For a calf strap holster, it’s quite small. But the two adjustable straps make it easy to get a comfortable and secure fit. I want to point out that this may be a tiny and easy to conceal holster, but it’s not great for a variety of handguns.
If you prefer using small caliber firearms, then this could be a good fit. Drawing your gun is easy, fast, and silent. The double stitching is great and increases the longevity of the holster.
One gun that I find particularly suitable for use with this ankle holster is the Beretta 3032 Tomcat.

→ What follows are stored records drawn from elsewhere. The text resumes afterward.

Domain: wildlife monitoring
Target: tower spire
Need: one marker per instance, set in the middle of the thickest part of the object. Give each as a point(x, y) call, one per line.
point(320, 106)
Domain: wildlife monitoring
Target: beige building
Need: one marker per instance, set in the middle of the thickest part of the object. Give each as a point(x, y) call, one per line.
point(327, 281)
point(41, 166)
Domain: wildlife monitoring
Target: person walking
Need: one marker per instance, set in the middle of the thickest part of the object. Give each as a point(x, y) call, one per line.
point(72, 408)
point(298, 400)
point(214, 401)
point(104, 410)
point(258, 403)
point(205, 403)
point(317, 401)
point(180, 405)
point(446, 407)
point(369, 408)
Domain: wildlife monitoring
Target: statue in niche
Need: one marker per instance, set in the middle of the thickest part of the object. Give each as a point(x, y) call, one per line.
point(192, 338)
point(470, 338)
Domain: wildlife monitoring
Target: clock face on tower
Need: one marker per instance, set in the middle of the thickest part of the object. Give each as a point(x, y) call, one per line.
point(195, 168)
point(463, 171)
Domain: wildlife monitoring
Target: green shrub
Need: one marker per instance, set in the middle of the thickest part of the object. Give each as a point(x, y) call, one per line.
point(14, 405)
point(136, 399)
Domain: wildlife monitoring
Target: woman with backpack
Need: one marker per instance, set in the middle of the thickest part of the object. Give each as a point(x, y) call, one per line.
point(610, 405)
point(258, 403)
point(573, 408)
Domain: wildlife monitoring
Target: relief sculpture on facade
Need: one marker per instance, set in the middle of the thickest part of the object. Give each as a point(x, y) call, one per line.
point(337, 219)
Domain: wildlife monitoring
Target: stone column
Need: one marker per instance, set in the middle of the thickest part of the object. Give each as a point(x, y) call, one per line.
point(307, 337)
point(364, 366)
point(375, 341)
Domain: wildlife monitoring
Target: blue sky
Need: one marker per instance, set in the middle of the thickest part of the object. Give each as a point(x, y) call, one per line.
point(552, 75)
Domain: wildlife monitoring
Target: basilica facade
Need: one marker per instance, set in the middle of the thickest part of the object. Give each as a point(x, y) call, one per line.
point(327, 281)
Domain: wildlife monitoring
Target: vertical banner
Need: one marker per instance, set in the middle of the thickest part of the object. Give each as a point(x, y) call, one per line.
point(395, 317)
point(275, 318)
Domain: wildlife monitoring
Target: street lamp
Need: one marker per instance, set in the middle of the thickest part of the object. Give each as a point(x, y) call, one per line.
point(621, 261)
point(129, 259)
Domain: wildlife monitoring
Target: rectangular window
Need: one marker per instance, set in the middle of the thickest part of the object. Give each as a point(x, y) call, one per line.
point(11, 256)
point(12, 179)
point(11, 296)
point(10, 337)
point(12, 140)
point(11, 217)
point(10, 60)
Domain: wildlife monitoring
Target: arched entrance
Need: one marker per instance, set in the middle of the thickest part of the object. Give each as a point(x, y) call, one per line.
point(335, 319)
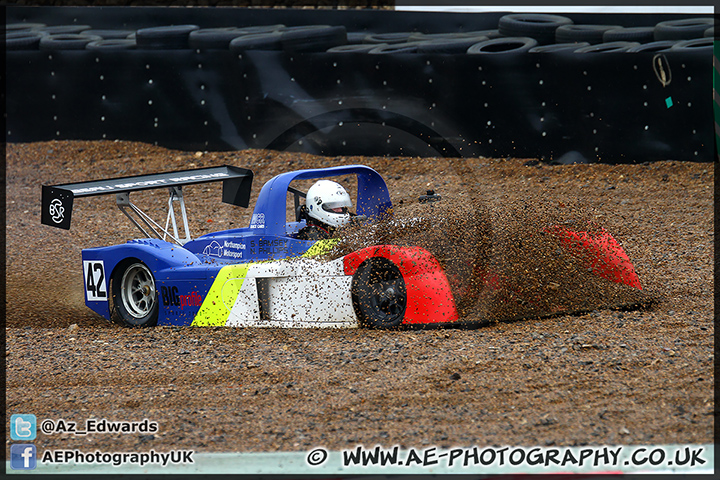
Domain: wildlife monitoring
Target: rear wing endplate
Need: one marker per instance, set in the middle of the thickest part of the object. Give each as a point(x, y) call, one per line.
point(57, 200)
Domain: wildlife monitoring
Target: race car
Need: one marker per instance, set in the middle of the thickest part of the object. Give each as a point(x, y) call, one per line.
point(264, 274)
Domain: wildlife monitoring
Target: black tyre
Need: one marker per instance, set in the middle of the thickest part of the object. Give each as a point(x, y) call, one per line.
point(214, 38)
point(686, 29)
point(449, 45)
point(592, 34)
point(390, 38)
point(608, 47)
point(66, 41)
point(167, 37)
point(660, 46)
point(409, 47)
point(379, 294)
point(503, 46)
point(22, 40)
point(539, 26)
point(631, 34)
point(559, 47)
point(65, 29)
point(356, 37)
point(421, 37)
point(21, 27)
point(694, 45)
point(112, 44)
point(355, 48)
point(258, 41)
point(135, 297)
point(312, 38)
point(109, 34)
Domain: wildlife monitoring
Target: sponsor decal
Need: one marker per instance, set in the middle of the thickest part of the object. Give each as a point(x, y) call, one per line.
point(56, 210)
point(213, 248)
point(257, 220)
point(171, 298)
point(271, 246)
point(227, 249)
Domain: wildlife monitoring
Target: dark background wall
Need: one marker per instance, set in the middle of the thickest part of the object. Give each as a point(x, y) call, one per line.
point(608, 107)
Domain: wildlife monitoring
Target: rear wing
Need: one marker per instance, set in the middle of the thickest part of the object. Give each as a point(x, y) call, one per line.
point(57, 200)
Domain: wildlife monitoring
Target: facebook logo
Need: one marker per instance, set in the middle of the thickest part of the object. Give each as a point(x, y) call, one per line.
point(23, 427)
point(23, 457)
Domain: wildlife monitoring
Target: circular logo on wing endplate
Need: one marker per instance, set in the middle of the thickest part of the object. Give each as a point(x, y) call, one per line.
point(57, 211)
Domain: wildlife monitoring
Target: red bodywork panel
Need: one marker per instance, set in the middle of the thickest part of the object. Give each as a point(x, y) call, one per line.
point(429, 299)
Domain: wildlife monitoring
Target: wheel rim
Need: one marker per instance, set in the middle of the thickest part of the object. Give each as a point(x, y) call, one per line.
point(138, 292)
point(387, 298)
point(379, 293)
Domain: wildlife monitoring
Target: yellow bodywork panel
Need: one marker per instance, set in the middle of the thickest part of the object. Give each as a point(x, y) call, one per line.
point(221, 297)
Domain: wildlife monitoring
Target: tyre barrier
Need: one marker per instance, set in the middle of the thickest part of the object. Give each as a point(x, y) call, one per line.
point(685, 29)
point(503, 46)
point(449, 45)
point(22, 40)
point(414, 84)
point(582, 33)
point(166, 37)
point(66, 41)
point(539, 26)
point(395, 48)
point(112, 44)
point(611, 47)
point(64, 29)
point(256, 41)
point(109, 34)
point(559, 47)
point(704, 44)
point(630, 34)
point(659, 46)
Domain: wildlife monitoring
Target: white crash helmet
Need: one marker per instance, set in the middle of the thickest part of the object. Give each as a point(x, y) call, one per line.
point(323, 198)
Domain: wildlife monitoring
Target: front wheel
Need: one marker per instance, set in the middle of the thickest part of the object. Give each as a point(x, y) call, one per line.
point(134, 296)
point(379, 293)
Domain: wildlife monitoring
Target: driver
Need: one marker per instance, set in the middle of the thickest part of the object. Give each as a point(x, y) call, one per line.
point(326, 208)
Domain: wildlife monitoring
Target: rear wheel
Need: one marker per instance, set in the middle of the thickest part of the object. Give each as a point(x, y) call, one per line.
point(379, 294)
point(134, 295)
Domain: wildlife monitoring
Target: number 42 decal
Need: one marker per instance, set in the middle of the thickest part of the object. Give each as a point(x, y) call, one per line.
point(95, 285)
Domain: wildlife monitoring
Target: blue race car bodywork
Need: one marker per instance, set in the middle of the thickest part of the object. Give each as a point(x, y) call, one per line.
point(183, 276)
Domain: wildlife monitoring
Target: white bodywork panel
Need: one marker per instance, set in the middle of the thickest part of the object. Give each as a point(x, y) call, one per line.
point(300, 293)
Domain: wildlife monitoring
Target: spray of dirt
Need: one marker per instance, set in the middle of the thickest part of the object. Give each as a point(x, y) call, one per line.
point(503, 263)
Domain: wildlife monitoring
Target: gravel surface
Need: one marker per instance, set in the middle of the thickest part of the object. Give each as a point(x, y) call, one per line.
point(599, 376)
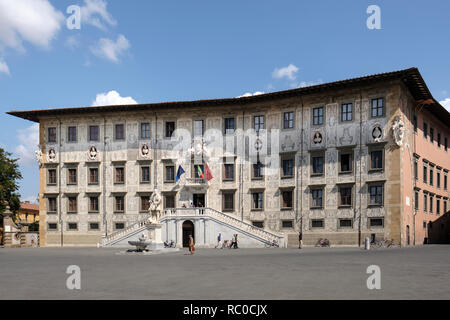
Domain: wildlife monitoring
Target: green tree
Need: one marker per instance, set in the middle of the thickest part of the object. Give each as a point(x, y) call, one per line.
point(9, 176)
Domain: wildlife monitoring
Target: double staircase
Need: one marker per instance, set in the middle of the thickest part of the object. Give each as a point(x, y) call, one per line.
point(242, 227)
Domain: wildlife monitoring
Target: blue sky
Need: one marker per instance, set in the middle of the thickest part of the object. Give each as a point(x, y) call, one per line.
point(150, 51)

It’s a light and easily concealable self-defense weapon that has sufficient stopping power and accuracy for its size.
- Affordable and durable
- Ideal for a Beretta Tomcat
- Adjustable calf and ankle straps
- Promotes fast and silent drawing
- Limited compatibility with small caliber pistols
This model is one of the most complex ankle holsters on the market. It’s a two-piece design with tons of adjustability. Although its design is rather slim, It can be challenging to conceal a handgun with this holster if you’re not wearing baggier pants.

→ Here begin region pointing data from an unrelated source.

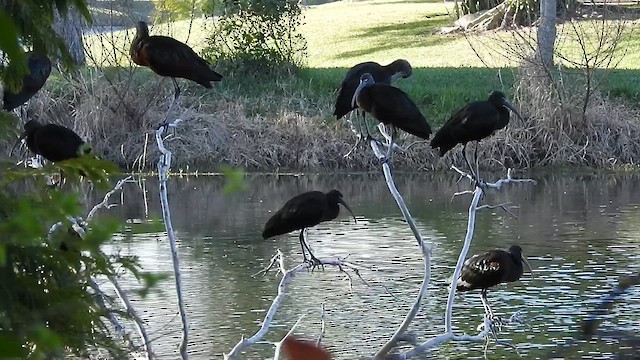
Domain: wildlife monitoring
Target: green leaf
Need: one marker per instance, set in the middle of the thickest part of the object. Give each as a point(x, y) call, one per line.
point(17, 68)
point(11, 347)
point(234, 179)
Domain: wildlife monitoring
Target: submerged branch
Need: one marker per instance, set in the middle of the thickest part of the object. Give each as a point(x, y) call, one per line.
point(164, 165)
point(488, 322)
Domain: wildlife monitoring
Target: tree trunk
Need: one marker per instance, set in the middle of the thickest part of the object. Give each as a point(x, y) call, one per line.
point(69, 27)
point(547, 31)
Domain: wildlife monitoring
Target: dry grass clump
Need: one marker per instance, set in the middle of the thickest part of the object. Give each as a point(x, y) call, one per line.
point(119, 119)
point(559, 129)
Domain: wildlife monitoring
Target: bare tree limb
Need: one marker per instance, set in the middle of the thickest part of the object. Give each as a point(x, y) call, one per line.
point(287, 276)
point(164, 165)
point(426, 251)
point(105, 200)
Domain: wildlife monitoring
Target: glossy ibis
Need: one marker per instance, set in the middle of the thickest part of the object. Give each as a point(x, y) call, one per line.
point(298, 349)
point(39, 71)
point(391, 106)
point(53, 142)
point(381, 75)
point(490, 269)
point(167, 56)
point(474, 122)
point(303, 211)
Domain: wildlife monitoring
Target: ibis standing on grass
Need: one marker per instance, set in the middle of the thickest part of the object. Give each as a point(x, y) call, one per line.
point(490, 269)
point(475, 121)
point(304, 211)
point(390, 106)
point(381, 75)
point(39, 70)
point(53, 142)
point(167, 56)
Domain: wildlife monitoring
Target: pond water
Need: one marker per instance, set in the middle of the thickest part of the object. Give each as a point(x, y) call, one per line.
point(580, 233)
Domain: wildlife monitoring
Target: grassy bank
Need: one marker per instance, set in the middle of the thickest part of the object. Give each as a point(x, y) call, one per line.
point(267, 123)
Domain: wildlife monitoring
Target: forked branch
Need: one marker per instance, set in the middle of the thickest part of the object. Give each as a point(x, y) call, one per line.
point(277, 261)
point(164, 165)
point(426, 251)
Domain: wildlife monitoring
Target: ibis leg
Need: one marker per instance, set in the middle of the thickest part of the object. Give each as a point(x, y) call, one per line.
point(176, 94)
point(357, 129)
point(485, 304)
point(314, 260)
point(475, 159)
point(303, 245)
point(392, 141)
point(464, 154)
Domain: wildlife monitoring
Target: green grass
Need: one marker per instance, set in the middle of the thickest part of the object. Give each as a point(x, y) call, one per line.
point(447, 69)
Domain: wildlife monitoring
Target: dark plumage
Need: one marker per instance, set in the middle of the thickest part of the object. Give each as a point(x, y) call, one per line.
point(305, 210)
point(169, 57)
point(474, 122)
point(381, 75)
point(39, 71)
point(391, 106)
point(53, 142)
point(491, 268)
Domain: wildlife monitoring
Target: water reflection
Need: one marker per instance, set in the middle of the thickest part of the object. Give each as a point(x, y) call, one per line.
point(580, 232)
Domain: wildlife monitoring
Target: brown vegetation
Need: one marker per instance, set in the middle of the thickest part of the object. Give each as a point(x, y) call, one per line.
point(120, 124)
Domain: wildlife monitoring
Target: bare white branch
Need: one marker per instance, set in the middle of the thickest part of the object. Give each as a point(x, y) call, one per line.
point(426, 251)
point(322, 327)
point(124, 299)
point(164, 165)
point(287, 276)
point(105, 200)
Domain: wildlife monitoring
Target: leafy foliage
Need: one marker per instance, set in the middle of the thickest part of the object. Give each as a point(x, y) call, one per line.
point(48, 307)
point(257, 35)
point(30, 24)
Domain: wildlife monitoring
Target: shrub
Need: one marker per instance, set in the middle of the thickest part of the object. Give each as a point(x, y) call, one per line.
point(257, 36)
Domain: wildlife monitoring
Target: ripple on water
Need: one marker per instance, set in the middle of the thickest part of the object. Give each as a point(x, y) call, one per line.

The ShapeShift is a modular holster system. It comes with custom molding, a trigger guard, and adjustable retention. It also allows changes in size and height and can hold a greater variety of handguns.
The fact that there are no strict limitations regarding the pistol carrier gives this ankle holster great utility. You can use a more powerful backup on tactical operations. What is interesting is that for all its complexity it lacks a magazine pouch.

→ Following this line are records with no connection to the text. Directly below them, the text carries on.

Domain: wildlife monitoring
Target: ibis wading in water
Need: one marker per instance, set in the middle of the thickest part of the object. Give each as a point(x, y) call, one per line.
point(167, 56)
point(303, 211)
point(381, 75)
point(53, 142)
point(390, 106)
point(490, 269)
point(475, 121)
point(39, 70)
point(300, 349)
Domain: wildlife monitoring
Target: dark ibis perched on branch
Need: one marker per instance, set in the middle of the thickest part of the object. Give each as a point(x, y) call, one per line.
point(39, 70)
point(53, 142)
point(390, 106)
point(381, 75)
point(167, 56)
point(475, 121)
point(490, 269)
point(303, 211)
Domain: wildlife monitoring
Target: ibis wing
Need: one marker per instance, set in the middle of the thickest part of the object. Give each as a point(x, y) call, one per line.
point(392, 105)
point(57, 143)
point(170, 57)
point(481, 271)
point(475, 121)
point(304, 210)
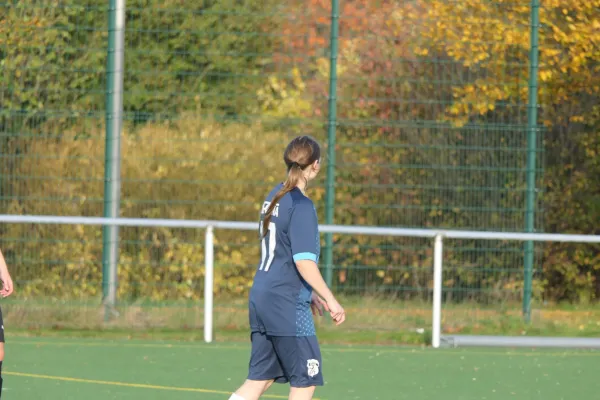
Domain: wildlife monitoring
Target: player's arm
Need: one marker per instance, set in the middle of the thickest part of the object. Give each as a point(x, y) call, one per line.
point(304, 238)
point(311, 274)
point(7, 284)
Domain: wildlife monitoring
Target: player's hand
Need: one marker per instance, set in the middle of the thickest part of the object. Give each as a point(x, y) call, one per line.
point(336, 311)
point(7, 286)
point(317, 305)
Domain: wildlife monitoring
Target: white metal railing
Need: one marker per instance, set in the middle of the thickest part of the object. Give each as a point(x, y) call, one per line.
point(438, 234)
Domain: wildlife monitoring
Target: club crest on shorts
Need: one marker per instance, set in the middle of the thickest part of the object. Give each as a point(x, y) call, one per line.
point(313, 367)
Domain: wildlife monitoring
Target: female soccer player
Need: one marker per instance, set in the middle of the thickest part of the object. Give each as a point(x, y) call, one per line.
point(7, 289)
point(284, 342)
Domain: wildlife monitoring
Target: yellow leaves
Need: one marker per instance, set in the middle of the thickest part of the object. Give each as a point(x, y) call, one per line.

That said, the lack of one helps slim down the design. After all, the molded holster shell is bulky. The material has a good feel, but it’s not the most comfortable choice by any means. With that in mind, the Coolvent neoprene fabric helps with temperature regulation. And I don’t find the edges too rough either.
- Modular ankle holster
- Extra reliability due to the molded hard shell
- Adjustable size, height, and retention
- Trigger guard for added safety
- Not the best for concealment
- It’s slower to adjust than most
There are some great ankle holsters available today for any firearm owner. But it’s hard not to declare the ComfortTac ankle holster as the winner of this debate. Its range of adjustability is truly impressive.
I also like the fact that it’s a one-size-fits-all model, so there’s no fuss, no muss in figuring out what gun to use it with. Its ambidextrous design may hurt the concealment factor a bit but offers much more in return. And let’s not forget the handy magazine pouch that so many manufacturers leave out of their ankle holster designs.